The De Super Nova @ Edfringe 2019

Alex Hughes – The De Nova Super

ALEX HUGHES is a film, television and theatre actor and veteran of Secret Cinema. Alongside fellow theatre, clown, film and movement aficionado Will Palmer he has crafted THE DE NOVA SUPER, a cinematic, visually compelling and emotionally challenging space odyssey. Ahead of performing the show at this year’s Edinburgh Fringe Festival, Alex chats to Gareth K Vile

This first question is kinda two parted. Actually, it is two questions: what attracted you to science fiction as a genre, and what makes it a good one for live theatre?

Firstly, genre was not intentional at the outset, it just ended up being an interesting answer to the question – where are these characters and where is this story taking place? Deep space.

Science fiction is often about the near and not too distant future, like slightly bending the truth of the present. Creatively this creates vast room for ours and an audience’s imagination.
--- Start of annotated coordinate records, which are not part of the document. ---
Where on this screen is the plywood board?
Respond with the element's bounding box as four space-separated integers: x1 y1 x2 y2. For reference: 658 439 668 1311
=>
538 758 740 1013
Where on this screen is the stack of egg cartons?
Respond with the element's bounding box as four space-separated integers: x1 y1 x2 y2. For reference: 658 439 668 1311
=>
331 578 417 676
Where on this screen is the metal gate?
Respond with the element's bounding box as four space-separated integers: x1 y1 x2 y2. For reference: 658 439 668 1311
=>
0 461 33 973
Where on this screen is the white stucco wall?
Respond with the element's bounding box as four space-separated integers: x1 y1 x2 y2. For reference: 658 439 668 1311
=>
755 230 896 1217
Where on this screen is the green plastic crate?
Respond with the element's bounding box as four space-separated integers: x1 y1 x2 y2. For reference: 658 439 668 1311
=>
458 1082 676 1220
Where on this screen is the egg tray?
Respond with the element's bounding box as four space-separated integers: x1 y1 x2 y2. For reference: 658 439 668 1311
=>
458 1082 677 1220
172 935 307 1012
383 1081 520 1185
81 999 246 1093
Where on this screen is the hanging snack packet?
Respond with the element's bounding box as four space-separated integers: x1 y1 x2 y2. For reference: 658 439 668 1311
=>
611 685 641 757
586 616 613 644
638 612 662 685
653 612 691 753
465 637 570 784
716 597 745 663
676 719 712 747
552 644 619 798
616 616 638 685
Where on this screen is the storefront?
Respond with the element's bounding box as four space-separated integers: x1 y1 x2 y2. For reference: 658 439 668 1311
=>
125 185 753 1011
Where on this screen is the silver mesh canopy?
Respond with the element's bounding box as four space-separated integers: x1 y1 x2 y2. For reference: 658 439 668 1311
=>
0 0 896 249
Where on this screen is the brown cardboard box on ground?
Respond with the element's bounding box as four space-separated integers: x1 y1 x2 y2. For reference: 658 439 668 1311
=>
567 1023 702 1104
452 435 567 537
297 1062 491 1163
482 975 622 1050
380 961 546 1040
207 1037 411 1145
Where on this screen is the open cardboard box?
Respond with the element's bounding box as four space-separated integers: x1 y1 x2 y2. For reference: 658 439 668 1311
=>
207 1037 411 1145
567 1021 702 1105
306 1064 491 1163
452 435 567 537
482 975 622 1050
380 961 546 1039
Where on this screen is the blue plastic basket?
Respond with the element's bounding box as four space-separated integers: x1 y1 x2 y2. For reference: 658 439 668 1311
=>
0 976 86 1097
In the opening shots of Ridley Scott’s Alien, the camera roams the apparent emptiness of the Nostromo. The ship is very much the star of the show, it is the protagonist of the story in some respects. It is also a moment in cinema where the production design and art direction are given centre stage. We want the De Nova Super to be the protagonist, but we do this by painting that picture in the audience’s imagination.

The live theatre expect is about the performance space. If we really think about it, the theatre can create anything, any place and any situation with light, sound, space and atmosphere. Anything. So why is it almost always used to look into the past and present? Why not the future? Why have I not been sold the idea of a spacecraft in the theatre, as many times as in cinema?

Often, science fiction is a comment on the present disguised as futurology. I notice, you have a dystopia in the show. Does that speak to any contemporary anxieties?

I feel like Futurology and Science Fiction are in a relationship and there is a big dynamic. Futurology is a  rational, serious personality and Science Fiction, a colourful, loud and eccentric one. They clash often but ultimately can’t live without each other. I suspect presently they both share anxieties about the future more than they have at any other time.

My grandmother passed away just over a year ago and I now think of her as a time traveller. She had experienced so much change in the world, but I bet she would have read 1984, found it disturbing, but never actually thought we would get to that place. That’s because what happens in George Orwell’s book didn’t eventually come true in 1984, but those ideas are more real in 2019. There is an acceleration in the ideas Science Fiction presents today. The fiction my Grandmother was presented with must have seemed so far away, but the new generation are now living in the Science Fiction of my childhood. Only two decades ago we sat in cinemas laughing at the idea of Biff ruling over America in Back To The Future part two, and now here we are.

The De Nova Super does subtly note a dystopia, but that dystopia is geographically far away as opposed to chronologically. the characters of our show are living the result where society ends up, again proving that all fear lies only in the future.

How did you approach the integration of the various influences of clowning, film and the physical aspects of theatre?

The cinematic element of the equation comes from cinema having a greater sense of genre than the theatre and as I said before Science Fiction was a missing genre. Both Will and I have spent a number of years working with Secret Cinema making theatre based around films. The projects are based around the screening of a movie, but create a world of that film for the audience theatrically.

Again, we see more theatrical influence in cinema than the other way around.

We also wanted to structure the show more like an album: a concept album more than a play. It’s all about remixing. It’s all about saying why not? Why can’t we mix this all up?

The physical aspect comes from the silent era of cinema or moody 70’s auteur cinema where nobody speaks, this leaves you with no choice but physicality.

Ultimately how we approached it is presented within the show. You’ll just have to come and see. 

Do you draw out – or provoke – any philosophical discussions – and how effective is theatre as a place for these kinds of conversations?

We must always discuss things and we must sometimes force ourselves to keep our minds open and this is made easier or harder by how we choose to stimulate ourselves.

 I think that with so much incredible television to choose from on platforms like Netflix, we really should consider ourselves lucky as to how much culture we can experience. Theatre is even broadcast online in places. Everyone now has excess to films, television, music, writing and podcasts that we can genuinely feast on like never before. The difference now though, is that all these things are being enjoyed in a far more singular way.

People will always gravitate to a more collective shared experience because there is a warmth in that, but also because we like to know what other people think too.

We definitely endeavour to provoke emotion and discussion, but sometimes we do that by not always answering the questions the show asks. There are mysteries for the audience to solve, as there are in life.

 Theatre is good, in that other people’s reactions give others permission sometimes to feel and experience. There is a great universal love to be reminded of by sharing a space with others and revealing yourself. So yes, theatre can give people permission to discuss and feel things they might otherwise not have allowed themselves to.